A game from Candy Crush Saga maker King’s website that looked suspiciously like an independent developer’s title has been removed, according to the company.
The developer, Matthew Cox, ignited a mini-controversy when he published a blog post about trying to license his in-development game Scamperghost to King four years ago. King turned him down and instead published a similar game called Pac-Avoid, whose developer, EpicShadow, apologized to Cox for “clon[ing] your game.”
“He [King Labs VP Lars Jörnow] asked us to clone the game very quickly, and even wanted to beat the release of the original game,” EpicShadow’s Matt Porter wrote in an email to Cox.
King, however, denied the allegation in a statement emailed to Re/code and other publications.
“King does not clone other peoples’ games,” a company spokesperson said in the email. “Before we launch any game, we do a thorough search of other games in the marketplace, as well as a review of trademark filings, to ensure that we are not infringing anyone else’s IP.”
“However, for the avoidance of doubt, in this case, this game — which was coded by a third party developer 5 [sic] years ago — is being taken down,” the statement concluded.
In other words: We didn’t do anything wrong, but just in case, it’s EpicShadow’s fault!
Cloning has murky history in the gaming industry, with many critics over the years pointing out the similarities between games like King’s Candy Crush Saga and PopCap’s Bejeweled, or Rovio’s Angry Birds and Armor Games’ Crush the Castle.

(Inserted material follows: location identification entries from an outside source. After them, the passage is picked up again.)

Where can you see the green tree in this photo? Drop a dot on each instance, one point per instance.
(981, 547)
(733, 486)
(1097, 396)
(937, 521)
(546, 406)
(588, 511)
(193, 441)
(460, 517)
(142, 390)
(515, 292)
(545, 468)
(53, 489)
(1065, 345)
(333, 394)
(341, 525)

An article on USGamer today walked through some of King’s internally developed titles, comparing them to older games with which they share some (or a lot) of DNA.
And for the most part, cloning is one of the accepted — and sometimes sharply satirized — risks of game development. But King is drawing special ire from developers like Cox here because this week it received a trademark on the word “candy” and began contacting developers of other games with “candy” in the title, supposedly for infringing Candy Crush Saga’s IP.